Akzeptanz des staatlichen Antisemitismus nach Hitlers Machtergreifung

Jüdische Gedenktafel in Freudental

Die Gemeinde Freudental hatte im Januar 1933 laut Aufzeichnung 560 Einwohner, darunter 70 jüdischen Glaubens. Es ist bekannt, dass Freudental sechs Parteigenossen aus der NSDAP hatte. In ihrem Stammlokal Hirsch waren Juden unerwünscht. Von den Vorgängen am 30. Januar 1933 in Berlin nahmen die Freudentaler wenig Notiz. Unruhe entstand erst durch die Vorbereitungen auf die Reichstagswahl am 5. März 1933, den Reichstagsbrand am 27. Februar 1933 und die Notverordnung des Reichspräsidenten am 28. Februar 1933. Die jüdische Gemeinde sah die Gefahr der hitlerischen Regierung.

Deutlich wurde die Machtübernahme Hitlers in der Gemeinderatssitzung am 28. März 1933. Im Protokoll heißt es: „Der gesamte Gemeinderat ist sich einig in dem Gedanken der Treue zur Regierung, der restlosen und opferbereiten Pflichterfüllung zum Segen unseres Vaterlandes.“[1] Danach folgen Umbenennungen von Straßennamen. So wurde beispielsweise die „Judengasse“[1] in die heutige „Strombergstraße“[1] umbenannt.

Nach dem Gleichschaltungsgesetz wurde am 5. März 1933 der bisherige Gemeinderat aufgelöst und das neue Gremium bestand mit allen sechs Sitzen aus der NSDAP. Im darauffolgenden Sommer mussten alle Gemeindebediensteten im Rahmen des Gesetzes zur Wiederherstellung des Berufsbeamtentums ihre „arische Abstammung“[1] nachweisen. Die endgültige Beseitigung der demokratischen Staatsordnung bildet die neue Vereidigungsformel, die Adolf Hitler als oberstes Staatsorgan bestimmt.

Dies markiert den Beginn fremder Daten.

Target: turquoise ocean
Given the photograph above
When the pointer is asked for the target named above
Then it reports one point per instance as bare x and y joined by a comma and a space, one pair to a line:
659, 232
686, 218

Darauf schwor der Freudentaler Gemeinderat am 11. Oktober 1934: „Ich schwöre: Ich werde dem Führer des Deutschen Reiches und Volkes, Adolf Hitler, treu und gehorsam sein, die Gesetze beachten und meine Amtspflichten gewissenhaft erfüllen, so wahr mir Gott helfe.“[1]

Blickt man heute auf die jüdische Bevölkerung insbesondere während der NS-Zeit, so erweckt es oftmals den Eindruck, sie seien Opfer gewesen. Doch trotz aller Bedrängnisse lässt sich beobachten, dass die deutschen Juden Kraft und Stärke bewiesen und sich entsprechend gegen das nationalsozialistische Regime behaupteten. Einige von ihnen schlossen sich sogar linken Widerstandsgruppen an. Am 17. September des Jahres 1933 wurde die „Reichsvertretung der Deutschen Juden[2], eine gemeinsame jüdische Organisation auf Reichsebene gegründet.

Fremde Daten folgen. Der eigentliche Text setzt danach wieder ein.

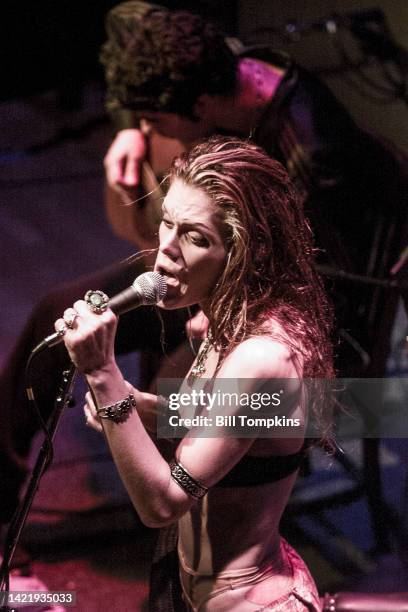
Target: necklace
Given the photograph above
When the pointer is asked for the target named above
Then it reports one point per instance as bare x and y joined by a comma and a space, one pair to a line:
199, 367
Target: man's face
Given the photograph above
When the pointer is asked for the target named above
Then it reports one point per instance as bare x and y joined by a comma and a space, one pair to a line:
176, 126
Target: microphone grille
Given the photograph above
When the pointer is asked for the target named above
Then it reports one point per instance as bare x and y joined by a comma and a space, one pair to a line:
151, 286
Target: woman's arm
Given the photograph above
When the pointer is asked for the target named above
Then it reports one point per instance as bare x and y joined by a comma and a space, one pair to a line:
157, 497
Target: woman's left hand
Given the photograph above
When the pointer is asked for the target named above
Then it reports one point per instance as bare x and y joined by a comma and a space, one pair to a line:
89, 337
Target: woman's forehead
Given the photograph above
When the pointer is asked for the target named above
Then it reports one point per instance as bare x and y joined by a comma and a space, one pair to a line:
186, 202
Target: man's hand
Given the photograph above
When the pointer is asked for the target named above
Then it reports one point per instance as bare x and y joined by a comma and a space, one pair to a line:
124, 159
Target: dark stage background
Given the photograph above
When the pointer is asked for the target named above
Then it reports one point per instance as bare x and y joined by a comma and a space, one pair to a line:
82, 533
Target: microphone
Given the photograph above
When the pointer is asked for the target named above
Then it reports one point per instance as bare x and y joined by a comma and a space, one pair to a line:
146, 290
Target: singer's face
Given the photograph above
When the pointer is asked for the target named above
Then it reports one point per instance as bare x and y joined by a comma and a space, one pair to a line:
191, 255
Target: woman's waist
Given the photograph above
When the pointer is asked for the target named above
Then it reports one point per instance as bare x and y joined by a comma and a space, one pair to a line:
226, 562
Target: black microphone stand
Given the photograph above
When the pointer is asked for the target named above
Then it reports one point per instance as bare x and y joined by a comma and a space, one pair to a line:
17, 524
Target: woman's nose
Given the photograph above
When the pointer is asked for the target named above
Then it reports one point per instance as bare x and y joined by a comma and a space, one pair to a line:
170, 246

Unter dem Zwang des nationalsozialistischen Staates wurde diese Organisation im Juli 1939 per Gesetz zur „Reichsvereinigung der Juden in Deutschland[2] umgewandelt. Unter der Leitung der Reichsvereinigung und der Kontrolle der Gestapo wurde der bisherige freiwillige Zusammenschluss nun zu einer Zwangsvereinigung, der sich alle jüdischen Organisationen und Gemeinden anzuschließen hatten.[2]

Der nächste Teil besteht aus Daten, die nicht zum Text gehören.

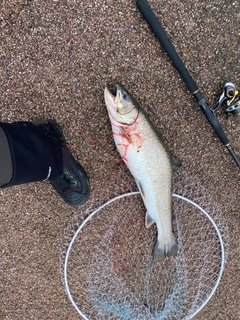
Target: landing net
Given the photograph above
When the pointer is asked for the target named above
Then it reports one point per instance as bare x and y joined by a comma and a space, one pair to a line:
108, 266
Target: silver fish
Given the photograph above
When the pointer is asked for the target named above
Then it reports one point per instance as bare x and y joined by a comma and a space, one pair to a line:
148, 160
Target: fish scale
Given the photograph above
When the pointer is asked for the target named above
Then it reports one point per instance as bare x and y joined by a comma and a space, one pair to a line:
149, 162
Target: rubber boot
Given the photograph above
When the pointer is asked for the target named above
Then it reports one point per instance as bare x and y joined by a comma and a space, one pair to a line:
38, 153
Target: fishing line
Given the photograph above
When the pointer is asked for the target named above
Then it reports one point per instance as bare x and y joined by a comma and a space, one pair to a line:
109, 306
157, 29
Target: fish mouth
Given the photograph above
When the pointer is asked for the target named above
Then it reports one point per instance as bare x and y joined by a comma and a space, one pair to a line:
118, 106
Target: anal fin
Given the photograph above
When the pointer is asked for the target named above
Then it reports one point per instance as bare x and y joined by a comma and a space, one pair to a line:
148, 221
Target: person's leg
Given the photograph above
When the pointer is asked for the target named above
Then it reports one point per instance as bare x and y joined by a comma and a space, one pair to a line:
38, 153
6, 168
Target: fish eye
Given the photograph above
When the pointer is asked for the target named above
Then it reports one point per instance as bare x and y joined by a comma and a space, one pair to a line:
124, 95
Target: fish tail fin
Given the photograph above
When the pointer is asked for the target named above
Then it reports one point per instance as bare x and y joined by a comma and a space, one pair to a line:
162, 250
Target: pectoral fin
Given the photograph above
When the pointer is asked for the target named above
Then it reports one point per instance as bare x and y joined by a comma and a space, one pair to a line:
140, 188
148, 221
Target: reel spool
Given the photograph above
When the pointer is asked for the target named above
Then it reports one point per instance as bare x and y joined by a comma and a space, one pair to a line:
231, 97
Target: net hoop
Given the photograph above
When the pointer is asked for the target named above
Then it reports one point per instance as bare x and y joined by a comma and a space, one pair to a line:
127, 195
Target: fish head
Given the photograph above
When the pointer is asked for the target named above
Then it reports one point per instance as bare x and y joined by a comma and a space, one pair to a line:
121, 106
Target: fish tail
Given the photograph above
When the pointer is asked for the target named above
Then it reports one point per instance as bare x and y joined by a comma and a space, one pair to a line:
162, 250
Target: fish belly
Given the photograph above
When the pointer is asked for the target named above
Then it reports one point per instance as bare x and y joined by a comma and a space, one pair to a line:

Diskriminierung aus der Öffentlichkeit

Arbeitsleben am Beispiel von Moritz Herrmann

Laut der Familiensaga wurde Moritz Herrmann Landwirt, da sein Vater Abraham Herrmann sich seinem Studienwunsch verschlossen hatte. Moritz Herrmann etablierte sich daraufhin in Freudental als Landwirt. Im Jahre 1899 hatte er, im örtlichen Grundbuch noch als lediger „Handelsmann“[3] aufgeführt, seine ersten beiden Äcker gekauft, 1902 waren dort drei weitere hinzugekommen. Moritz Herrmanns berufliches Fortkommen scheint dies so wenig beeinträchtigt zu haben wie der Erste Weltkrieg und die wirtschaftlichen und sozialen Verwerfungen danach: 1919 konnte er seinen Betrieb durch den Kauf mehrerer Äcker und Obstwiesen in Kleinsachsenheim beträchtlich vergrößern. Sein Fleiß und seine Sparsamkeit waren in Freudental Orts bekannt, er betonte Anna Deppert, „ein sehr fleißiger Mann“ gewesen und sehr sparsam, fast zu sparsam - typisch „schwäbische“ Tugenden, auf die sich auch Moritz Herrmann selbst noch 1942, unmittelbar vor der Deportation, in verzweifelten Schilderungen seiner Lagebereif. Der Arbeitstag begann noch vor dem Morgengrauen mit einem Glas Milch, bevor es dann mit dem Ochsengespann auf die Felder ging.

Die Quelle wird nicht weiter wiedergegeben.